<落穂抄>少年Aへの手紙

<落穂抄>

 神戸連続児童殺傷事件の加害者男性の審判を担当した神戸家裁の井垣康弘判事は、10日、「少年Aへの手紙」と題したメッセージを発表。判事は「君が一生、走り続ける姿を、これから生まれてくる子も含め何千万人もの子供たちやその親が見つめています。そのことは…決して忘れないで下さい」と記した◆メッセージは、加害者男性が医療少年院を仮退院したことを受け、公になったもので、「来年お正月までは実社会での練習コースです。保護監察官や保護司のコーチのもと、心身ともしっかり鍛錬を受けてください。私も一度は必ず練習風景を見に行きます」と続けている◆井垣判事は来年、少年Aが実社会に出たころ、定年を迎えるという。
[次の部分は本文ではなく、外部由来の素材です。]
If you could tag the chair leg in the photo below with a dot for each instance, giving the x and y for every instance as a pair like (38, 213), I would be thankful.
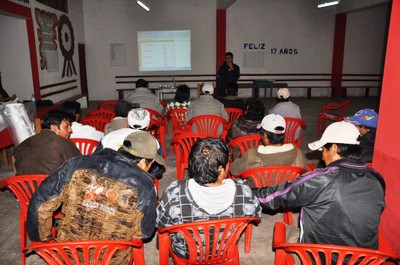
(247, 238)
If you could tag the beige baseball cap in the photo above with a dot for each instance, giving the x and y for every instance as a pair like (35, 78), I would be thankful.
(143, 144)
(337, 133)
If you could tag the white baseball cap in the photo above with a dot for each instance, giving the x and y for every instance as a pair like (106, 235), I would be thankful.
(337, 133)
(138, 118)
(208, 88)
(283, 93)
(274, 123)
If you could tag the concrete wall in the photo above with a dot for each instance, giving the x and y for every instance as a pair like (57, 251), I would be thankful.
(118, 21)
(75, 15)
(15, 65)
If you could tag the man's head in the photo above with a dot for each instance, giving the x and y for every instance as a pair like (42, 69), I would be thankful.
(272, 129)
(122, 108)
(232, 89)
(283, 94)
(59, 122)
(142, 83)
(339, 140)
(228, 57)
(72, 107)
(365, 120)
(255, 110)
(139, 119)
(208, 89)
(141, 147)
(208, 161)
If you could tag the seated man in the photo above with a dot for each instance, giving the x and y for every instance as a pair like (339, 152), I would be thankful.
(45, 152)
(79, 130)
(273, 152)
(208, 194)
(342, 203)
(366, 121)
(107, 195)
(207, 105)
(144, 97)
(138, 120)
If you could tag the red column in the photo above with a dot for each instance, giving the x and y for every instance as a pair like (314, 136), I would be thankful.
(387, 144)
(221, 37)
(338, 55)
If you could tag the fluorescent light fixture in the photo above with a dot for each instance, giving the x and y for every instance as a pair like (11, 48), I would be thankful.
(143, 5)
(326, 4)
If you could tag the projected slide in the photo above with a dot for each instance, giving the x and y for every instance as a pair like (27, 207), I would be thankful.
(164, 50)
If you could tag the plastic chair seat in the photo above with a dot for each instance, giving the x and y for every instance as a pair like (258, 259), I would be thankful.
(208, 242)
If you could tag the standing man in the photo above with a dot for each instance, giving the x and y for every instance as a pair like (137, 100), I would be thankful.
(228, 73)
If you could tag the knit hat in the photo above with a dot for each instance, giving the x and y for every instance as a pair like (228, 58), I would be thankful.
(337, 133)
(365, 117)
(138, 118)
(144, 145)
(283, 93)
(274, 123)
(208, 88)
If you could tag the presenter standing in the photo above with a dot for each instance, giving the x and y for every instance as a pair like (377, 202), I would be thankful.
(228, 73)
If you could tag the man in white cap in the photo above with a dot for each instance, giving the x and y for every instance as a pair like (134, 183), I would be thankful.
(206, 105)
(106, 195)
(272, 152)
(340, 204)
(138, 120)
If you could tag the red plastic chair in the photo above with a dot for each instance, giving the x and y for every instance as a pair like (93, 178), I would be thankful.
(23, 187)
(183, 144)
(234, 114)
(101, 113)
(209, 242)
(109, 105)
(157, 128)
(333, 112)
(240, 145)
(178, 120)
(271, 176)
(292, 126)
(85, 146)
(208, 124)
(98, 123)
(95, 252)
(320, 254)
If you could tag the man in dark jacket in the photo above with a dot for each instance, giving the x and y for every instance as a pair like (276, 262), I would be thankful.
(340, 204)
(107, 195)
(228, 73)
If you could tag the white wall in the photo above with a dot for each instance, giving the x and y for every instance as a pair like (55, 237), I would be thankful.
(280, 25)
(118, 21)
(15, 64)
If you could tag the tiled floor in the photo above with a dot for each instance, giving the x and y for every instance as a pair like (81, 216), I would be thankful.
(261, 247)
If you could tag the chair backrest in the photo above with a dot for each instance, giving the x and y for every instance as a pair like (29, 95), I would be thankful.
(320, 254)
(183, 143)
(98, 123)
(23, 187)
(85, 146)
(270, 176)
(208, 242)
(94, 252)
(208, 124)
(234, 114)
(101, 113)
(246, 142)
(337, 109)
(294, 130)
(109, 104)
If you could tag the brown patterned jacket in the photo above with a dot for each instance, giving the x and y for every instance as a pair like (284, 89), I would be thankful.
(102, 196)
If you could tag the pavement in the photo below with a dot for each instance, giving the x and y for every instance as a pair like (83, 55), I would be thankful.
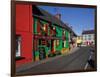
(33, 64)
(77, 59)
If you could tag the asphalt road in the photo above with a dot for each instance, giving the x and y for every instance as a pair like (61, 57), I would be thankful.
(75, 61)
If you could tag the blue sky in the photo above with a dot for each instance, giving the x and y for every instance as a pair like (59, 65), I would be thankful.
(79, 18)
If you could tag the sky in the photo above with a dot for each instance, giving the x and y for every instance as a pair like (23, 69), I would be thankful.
(79, 18)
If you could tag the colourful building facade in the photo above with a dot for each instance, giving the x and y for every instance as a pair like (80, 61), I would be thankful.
(38, 34)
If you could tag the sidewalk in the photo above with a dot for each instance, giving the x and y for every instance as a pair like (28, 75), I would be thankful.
(33, 64)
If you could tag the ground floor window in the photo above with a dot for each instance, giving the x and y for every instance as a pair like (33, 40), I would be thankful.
(18, 45)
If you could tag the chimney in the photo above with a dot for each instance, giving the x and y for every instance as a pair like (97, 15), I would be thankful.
(58, 16)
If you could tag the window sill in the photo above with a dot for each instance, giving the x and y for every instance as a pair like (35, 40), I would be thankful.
(19, 58)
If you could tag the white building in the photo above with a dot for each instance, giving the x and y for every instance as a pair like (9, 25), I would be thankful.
(88, 37)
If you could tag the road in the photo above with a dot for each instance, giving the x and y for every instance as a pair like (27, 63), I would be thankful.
(75, 61)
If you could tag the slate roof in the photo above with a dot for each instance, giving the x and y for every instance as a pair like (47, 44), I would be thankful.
(88, 32)
(42, 14)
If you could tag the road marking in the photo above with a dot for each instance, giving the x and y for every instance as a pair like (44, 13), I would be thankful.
(87, 63)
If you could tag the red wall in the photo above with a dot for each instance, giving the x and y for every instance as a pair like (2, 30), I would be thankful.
(25, 29)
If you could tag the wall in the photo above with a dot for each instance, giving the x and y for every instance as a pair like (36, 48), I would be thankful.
(24, 28)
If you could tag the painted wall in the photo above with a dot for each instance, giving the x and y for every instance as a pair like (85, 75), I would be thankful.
(59, 34)
(24, 28)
人生を長距離走に例え、「60キロは無理でも3分の1くらいは、付かず離れず伴走したい」と語り、「君が本当に地道な努力を積み上げていけば、きっと社会もそれに応えてくれます。そのことだけは固く信じてください」と祈るような言葉で締めくくっている◆ここには、裁く側と裁かれる側の本来、越えることのできない一線を飛び越えて、裁判官が被告と共に、心情的とは言え、共に生きていこうとする姿勢が見える。少年Aの仮退院に際し、被害者遺族の心情いかばかりかと思う一方、評論家の目でこの悲惨な事件を見てしまいがちな自らを反省した。